Bild: briefkastenfirma von Attac Admin lizenziert unter CC BY 2.0
Der Begriff „Steueroase“ weckt schillernde Assoziationen, dabei ist die Realität der Briefkastenfirmen und Unternehmenskonstruktionen recht profan. So hatte der kürzlich verstorbene IKEA-Gründer Ingvar Kamprad sein Vermögen nicht etwa auf exotischen Inseln versteckt, sondern privat lange in der Schweiz gelebt und in den Niederlanden eine steuerlich begünstigte Firma namens „Inter Ikea Systems“ gegründet, der alle IKEA-Niederlassungen Lizenzgebühren bezahlen, um Gewinn und Steuerlast zu drücken. In der aktuellen Rangliste der Schattenfinanzplätze des Netzwerks Steuergerechtigkeit liegt die Schweiz auf Platz eins, die Niederlande auf Platz vierzehn – und Deutschland auf Platz sieben.
Die „Panama Papers“ hatten 2016 für Furore gesorgt. Detailliert listeten sie die Steuertricks zahlreicher Politiker, Prominenter und Wirtschaftsgrößen auf. Die 2017 nachgeschobenen „Paradise Papers“ ergänzten das Bild. Die EU kündigte ein entschlossenes Vorgehen gegen Steuerflucht, Geldwäsche und Steueroasen an. Im Dezember 2017 veröffentlichte sie eine schwarze Liste mit 17 Staaten – die sie im Januar aber schon wieder auf neun zusammenstrich.

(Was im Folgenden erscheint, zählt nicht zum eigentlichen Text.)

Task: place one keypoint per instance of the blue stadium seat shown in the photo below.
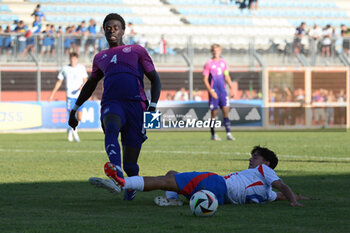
(4, 8)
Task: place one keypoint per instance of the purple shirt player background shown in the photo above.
(123, 68)
(216, 72)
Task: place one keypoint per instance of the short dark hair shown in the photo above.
(73, 54)
(267, 154)
(115, 16)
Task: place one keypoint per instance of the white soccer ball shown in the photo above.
(203, 203)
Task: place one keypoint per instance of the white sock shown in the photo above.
(171, 195)
(134, 182)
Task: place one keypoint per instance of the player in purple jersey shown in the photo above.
(124, 100)
(215, 74)
(253, 185)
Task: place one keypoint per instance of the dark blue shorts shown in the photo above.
(221, 101)
(71, 102)
(191, 182)
(132, 131)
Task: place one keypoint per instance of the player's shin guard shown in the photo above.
(112, 146)
(131, 169)
(227, 124)
(212, 129)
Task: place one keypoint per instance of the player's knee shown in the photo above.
(171, 172)
(112, 123)
(131, 169)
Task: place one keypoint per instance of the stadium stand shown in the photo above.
(267, 32)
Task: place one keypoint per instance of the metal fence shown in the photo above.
(238, 51)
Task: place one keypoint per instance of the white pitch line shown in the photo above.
(179, 152)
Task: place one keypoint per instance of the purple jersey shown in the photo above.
(123, 68)
(216, 71)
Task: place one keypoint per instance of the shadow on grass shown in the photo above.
(79, 207)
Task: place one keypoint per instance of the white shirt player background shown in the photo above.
(74, 79)
(251, 185)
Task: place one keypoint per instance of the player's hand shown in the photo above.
(213, 94)
(296, 204)
(300, 197)
(73, 122)
(151, 109)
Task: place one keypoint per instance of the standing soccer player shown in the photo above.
(75, 75)
(215, 74)
(124, 99)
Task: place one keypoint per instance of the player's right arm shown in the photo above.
(55, 89)
(286, 191)
(206, 73)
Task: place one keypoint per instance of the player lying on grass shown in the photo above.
(253, 185)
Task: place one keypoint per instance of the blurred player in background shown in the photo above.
(75, 75)
(124, 100)
(215, 74)
(253, 185)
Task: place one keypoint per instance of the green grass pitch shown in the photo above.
(44, 188)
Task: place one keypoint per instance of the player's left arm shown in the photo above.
(286, 193)
(155, 89)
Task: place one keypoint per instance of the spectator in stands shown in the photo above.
(319, 96)
(330, 110)
(46, 41)
(1, 39)
(102, 42)
(299, 112)
(197, 95)
(75, 76)
(315, 35)
(53, 36)
(300, 32)
(162, 48)
(326, 41)
(181, 95)
(130, 33)
(80, 31)
(32, 39)
(142, 40)
(253, 4)
(91, 33)
(345, 34)
(38, 12)
(169, 97)
(7, 40)
(341, 98)
(67, 40)
(20, 29)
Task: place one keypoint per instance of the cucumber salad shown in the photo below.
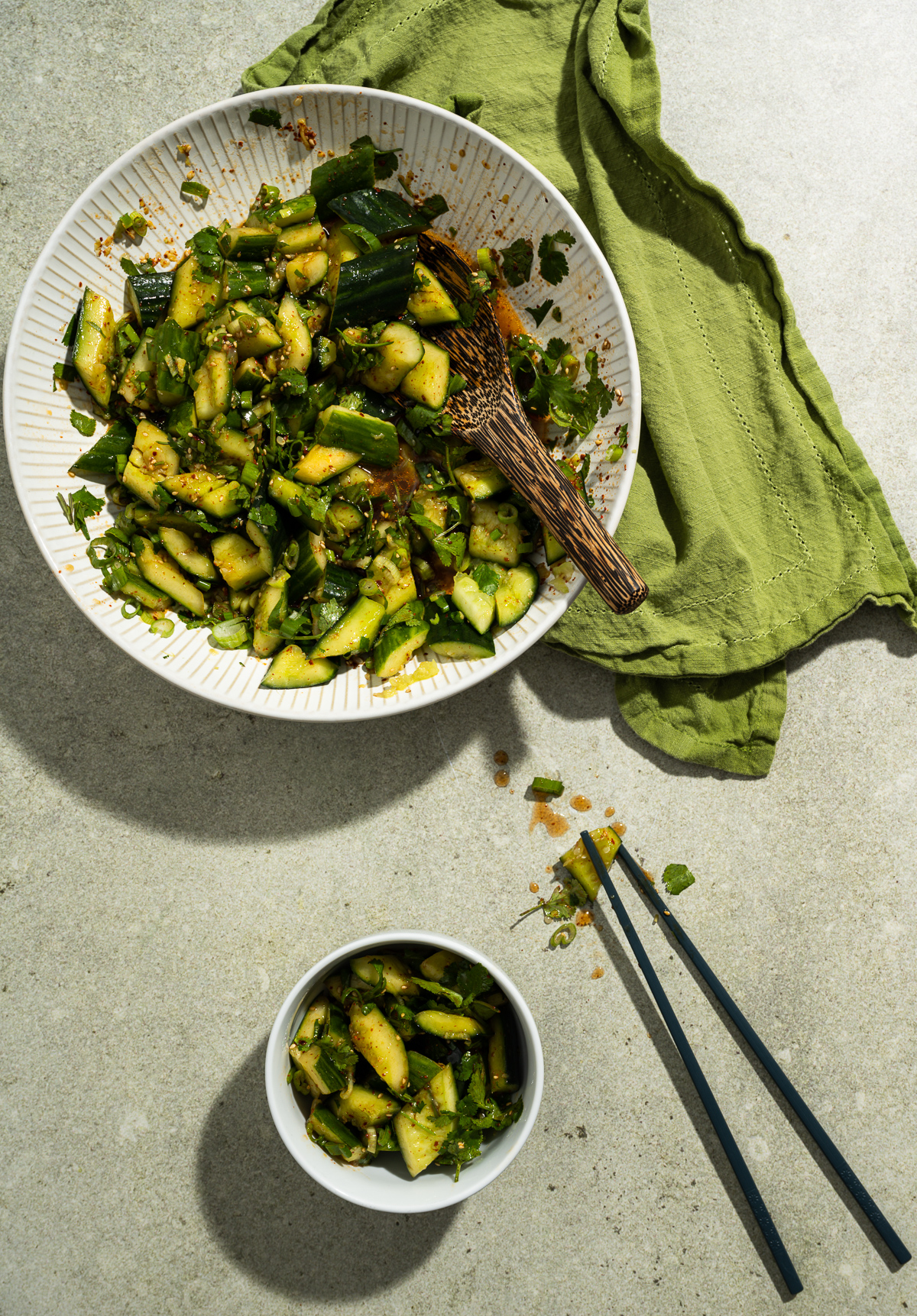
(410, 1052)
(278, 442)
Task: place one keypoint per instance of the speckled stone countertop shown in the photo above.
(170, 869)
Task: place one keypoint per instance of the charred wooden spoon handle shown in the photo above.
(552, 498)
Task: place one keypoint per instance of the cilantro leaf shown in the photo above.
(472, 982)
(552, 265)
(78, 507)
(518, 262)
(384, 162)
(264, 116)
(538, 313)
(676, 878)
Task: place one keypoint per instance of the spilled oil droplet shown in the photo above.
(423, 673)
(555, 823)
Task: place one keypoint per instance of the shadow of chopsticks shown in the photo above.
(740, 1041)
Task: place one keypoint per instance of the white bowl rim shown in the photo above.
(422, 697)
(277, 1044)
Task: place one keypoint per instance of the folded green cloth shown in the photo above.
(753, 516)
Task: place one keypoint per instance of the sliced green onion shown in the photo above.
(264, 116)
(85, 424)
(487, 262)
(231, 635)
(563, 936)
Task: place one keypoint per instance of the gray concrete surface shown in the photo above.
(170, 869)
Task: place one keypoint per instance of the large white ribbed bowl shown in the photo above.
(494, 196)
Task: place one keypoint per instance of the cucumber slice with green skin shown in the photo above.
(140, 391)
(314, 1019)
(294, 211)
(134, 587)
(396, 646)
(296, 351)
(291, 669)
(378, 1043)
(247, 280)
(212, 382)
(420, 1069)
(374, 286)
(455, 639)
(473, 603)
(149, 295)
(272, 603)
(434, 966)
(398, 593)
(453, 1028)
(191, 294)
(429, 383)
(300, 502)
(238, 561)
(364, 1108)
(210, 493)
(94, 344)
(167, 577)
(322, 1074)
(339, 584)
(342, 520)
(300, 238)
(355, 633)
(554, 549)
(327, 1126)
(348, 173)
(422, 1133)
(481, 480)
(247, 242)
(368, 436)
(402, 351)
(381, 212)
(102, 458)
(493, 540)
(310, 566)
(498, 1070)
(394, 972)
(182, 548)
(517, 593)
(151, 461)
(307, 271)
(429, 303)
(235, 446)
(251, 374)
(254, 336)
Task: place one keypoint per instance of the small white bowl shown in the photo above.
(385, 1185)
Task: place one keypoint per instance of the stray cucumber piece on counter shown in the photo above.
(580, 866)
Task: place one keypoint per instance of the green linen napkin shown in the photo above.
(753, 516)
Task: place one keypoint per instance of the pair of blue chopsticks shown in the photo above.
(735, 1159)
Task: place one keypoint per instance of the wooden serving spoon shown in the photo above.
(489, 415)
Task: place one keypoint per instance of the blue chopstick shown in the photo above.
(818, 1135)
(722, 1130)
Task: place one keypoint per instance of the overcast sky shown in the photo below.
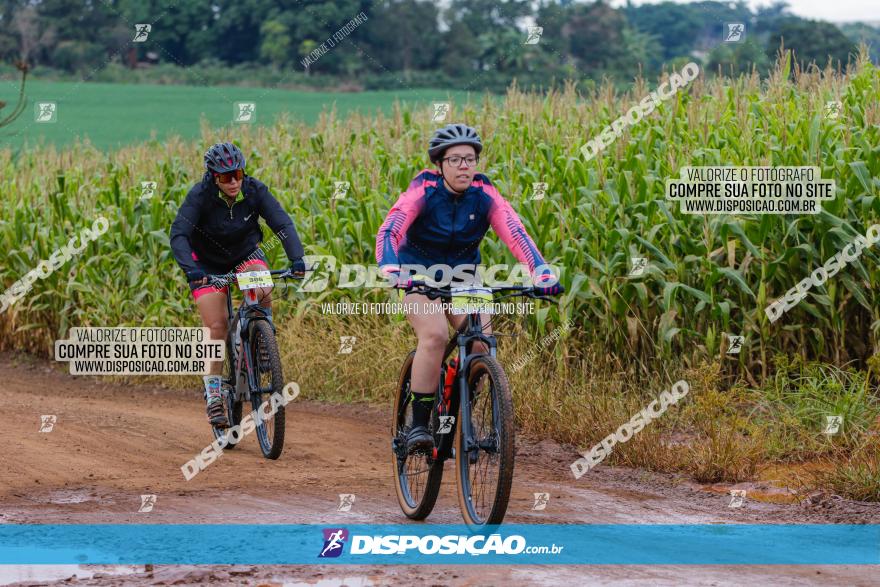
(830, 10)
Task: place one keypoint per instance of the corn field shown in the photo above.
(708, 276)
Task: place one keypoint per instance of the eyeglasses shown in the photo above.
(455, 160)
(235, 174)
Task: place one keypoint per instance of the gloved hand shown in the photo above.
(549, 290)
(298, 267)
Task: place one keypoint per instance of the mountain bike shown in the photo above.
(479, 399)
(252, 367)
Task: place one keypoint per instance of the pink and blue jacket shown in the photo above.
(429, 225)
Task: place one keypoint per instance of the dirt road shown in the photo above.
(113, 443)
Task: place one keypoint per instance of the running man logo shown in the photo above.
(638, 266)
(334, 541)
(147, 503)
(736, 498)
(534, 35)
(446, 423)
(245, 112)
(47, 423)
(141, 32)
(441, 109)
(541, 501)
(340, 189)
(346, 500)
(735, 32)
(735, 344)
(539, 190)
(45, 112)
(833, 424)
(148, 188)
(346, 344)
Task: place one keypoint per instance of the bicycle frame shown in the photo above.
(470, 331)
(249, 310)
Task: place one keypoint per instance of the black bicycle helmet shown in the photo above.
(224, 157)
(451, 135)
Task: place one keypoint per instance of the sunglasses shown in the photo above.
(229, 176)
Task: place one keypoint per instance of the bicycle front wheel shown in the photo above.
(266, 365)
(484, 446)
(417, 476)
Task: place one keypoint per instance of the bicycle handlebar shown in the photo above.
(281, 273)
(432, 292)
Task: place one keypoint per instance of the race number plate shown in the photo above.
(470, 300)
(254, 279)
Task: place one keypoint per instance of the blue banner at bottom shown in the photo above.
(729, 544)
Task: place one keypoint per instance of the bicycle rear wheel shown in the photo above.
(484, 446)
(266, 364)
(417, 476)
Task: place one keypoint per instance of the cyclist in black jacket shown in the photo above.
(217, 231)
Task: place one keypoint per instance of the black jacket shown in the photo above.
(221, 235)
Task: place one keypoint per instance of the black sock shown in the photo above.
(422, 404)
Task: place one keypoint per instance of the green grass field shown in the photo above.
(113, 115)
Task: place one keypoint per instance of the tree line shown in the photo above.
(417, 42)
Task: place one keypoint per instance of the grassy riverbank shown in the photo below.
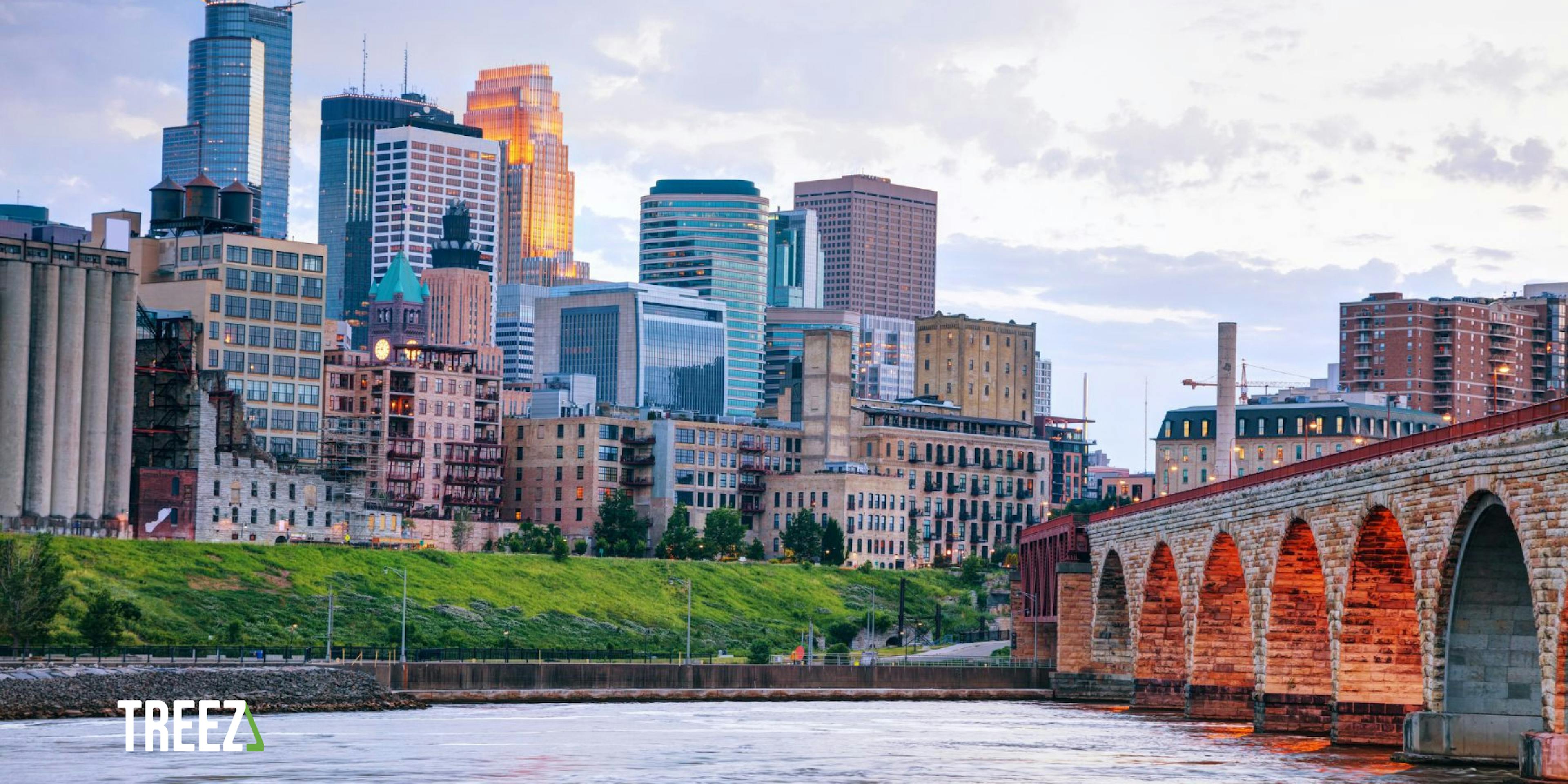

Dabei gehen Schätzungen davon aus, dass zwischen sieben und 32 Billionen Dollar in Schattenfinanzplätzen geparkt sind, wodurch weltweit jährlich ein dreistelliger Milliardenbetrag an Steuern verlorengeht. Die Geldzuflüsse in Schattenfinanzplätze steigen weiterhin. Die Kampfansage der Politik ist bisher ein Rohrkrepierer.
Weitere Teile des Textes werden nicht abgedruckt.